In the morning, it was my job to take the cows to the pasture. After they had all been milked and had a good drink of water, I would start one cow going toward the pasture and then walk around the others to encourage them to follow. They would get in their “conga line” and meander out to the pasture.

Most of the time, our dog, Rover, would scoot around the cows’ heels to get them going too. Rover would go with me and stay with the cows until they got to the pasture. Then he would run home ahead of me! I’d find Rover at home lying down when I got back. He was fast!

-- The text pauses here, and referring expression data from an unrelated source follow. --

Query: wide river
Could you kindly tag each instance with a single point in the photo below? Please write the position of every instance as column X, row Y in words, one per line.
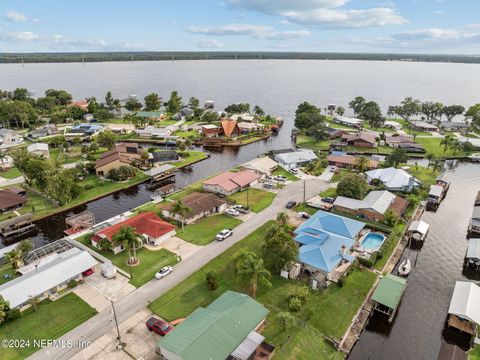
column 278, row 87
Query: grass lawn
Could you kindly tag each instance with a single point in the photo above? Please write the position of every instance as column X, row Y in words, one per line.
column 327, row 312
column 11, row 173
column 281, row 171
column 7, row 269
column 257, row 199
column 50, row 321
column 193, row 156
column 205, row 230
column 150, row 261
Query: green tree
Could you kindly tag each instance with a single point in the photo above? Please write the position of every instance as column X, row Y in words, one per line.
column 128, row 236
column 285, row 320
column 251, row 268
column 182, row 210
column 152, row 102
column 353, row 186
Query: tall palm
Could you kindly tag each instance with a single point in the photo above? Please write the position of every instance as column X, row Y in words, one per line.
column 253, row 270
column 181, row 210
column 362, row 163
column 128, row 236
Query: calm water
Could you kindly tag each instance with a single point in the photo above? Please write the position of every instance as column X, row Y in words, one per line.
column 279, row 86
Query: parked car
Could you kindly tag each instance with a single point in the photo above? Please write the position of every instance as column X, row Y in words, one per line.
column 241, row 208
column 87, row 272
column 232, row 212
column 304, row 215
column 163, row 272
column 161, row 327
column 225, row 233
column 269, row 185
column 291, row 204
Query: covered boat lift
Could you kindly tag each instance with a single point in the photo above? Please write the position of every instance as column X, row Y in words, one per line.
column 388, row 294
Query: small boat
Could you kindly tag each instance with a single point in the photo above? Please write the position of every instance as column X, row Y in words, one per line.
column 405, row 267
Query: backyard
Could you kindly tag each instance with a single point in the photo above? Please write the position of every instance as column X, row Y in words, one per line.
column 151, row 261
column 326, row 313
column 255, row 199
column 50, row 321
column 204, row 230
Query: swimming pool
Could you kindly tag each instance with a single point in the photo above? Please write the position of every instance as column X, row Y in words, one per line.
column 372, row 241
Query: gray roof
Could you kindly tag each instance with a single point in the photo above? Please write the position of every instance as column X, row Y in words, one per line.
column 473, row 250
column 47, row 276
column 378, row 201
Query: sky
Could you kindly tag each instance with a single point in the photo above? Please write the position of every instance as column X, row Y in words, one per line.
column 374, row 26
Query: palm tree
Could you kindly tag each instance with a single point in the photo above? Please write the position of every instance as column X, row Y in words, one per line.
column 181, row 210
column 285, row 319
column 253, row 269
column 282, row 218
column 362, row 163
column 127, row 236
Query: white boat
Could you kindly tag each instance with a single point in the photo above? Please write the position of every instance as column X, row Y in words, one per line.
column 405, row 267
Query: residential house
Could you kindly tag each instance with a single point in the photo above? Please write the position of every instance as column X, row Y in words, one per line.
column 151, row 229
column 295, row 159
column 121, row 154
column 210, row 130
column 393, row 179
column 10, row 200
column 200, row 204
column 423, row 125
column 40, row 149
column 347, row 121
column 361, row 139
column 326, row 241
column 229, row 128
column 225, row 329
column 262, row 165
column 229, row 182
column 9, row 137
column 47, row 278
column 349, row 161
column 373, row 207
column 464, row 309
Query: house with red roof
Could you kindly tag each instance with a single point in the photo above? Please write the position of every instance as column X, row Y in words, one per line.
column 151, row 229
column 229, row 182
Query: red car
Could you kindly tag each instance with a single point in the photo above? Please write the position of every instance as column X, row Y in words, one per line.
column 87, row 272
column 159, row 326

When the weather was nice, I really liked this job. As the cows strolled slowly along, I could enjoy the birds, feel the warm sun on my skin, and watch the big fluffy cumulus clouds make shadows rolling up and down the hills. It was lots of fun to walk out to the pasture.

Enjoying the Walk

I did A LOT OF SINGING both on the way out and back. I could sing really loud if I wanted. The cows were the only things around and they paid no attention at all. Mostly, I sang the popular songs that I had learned from listening to the radio or songs I’d learned at school.

I sang in the church choir from third grade on, and when I reached high school, I sang in the Medicine Lake High School Chorus. All of the “Tax girls” liked to sing and provided lots of music for the church and chorus.

Lots of times, I prayed to God too as I took the cows out. It was so quiet. I was surrounded by space, air, and sun. I prayed about a lot of things.

When I was a senior in high school, I remember praying to God to let me earn a scholarship to college. I knew I wouldn’t be able to go to college unless I won a scholarship. My parents didn’t have enough money to send me to college without help. (That was not unusual at the time. Lots of people couldn’t afford to go to college.)

God felt so close in the sun and wide open hills of the pasture. I felt I would surely win a scholarship and I did! Thank you, God!

Remembering Grandma Kathy

Grandma Kathy holding a baby (me) on her lap while we are camping outdoors. Both of us are smiling.
Grandma Kathy went camping with me. (Instagram)

I like how Grandma Kathy’s writing hints at her sweet, sunny personality. I know sharing a few letters can’t show you just how special she was to all of us. Katie, the rest of the family, and I all miss her. It’s something too big for words.

But I hope her stories offered you a window into a different life. The world has changed so much and it’s good to know where we came from.

Grandma Kathy found beauty in the simplest of things. And if her story helps you do so too, then a piece of her lives on with you.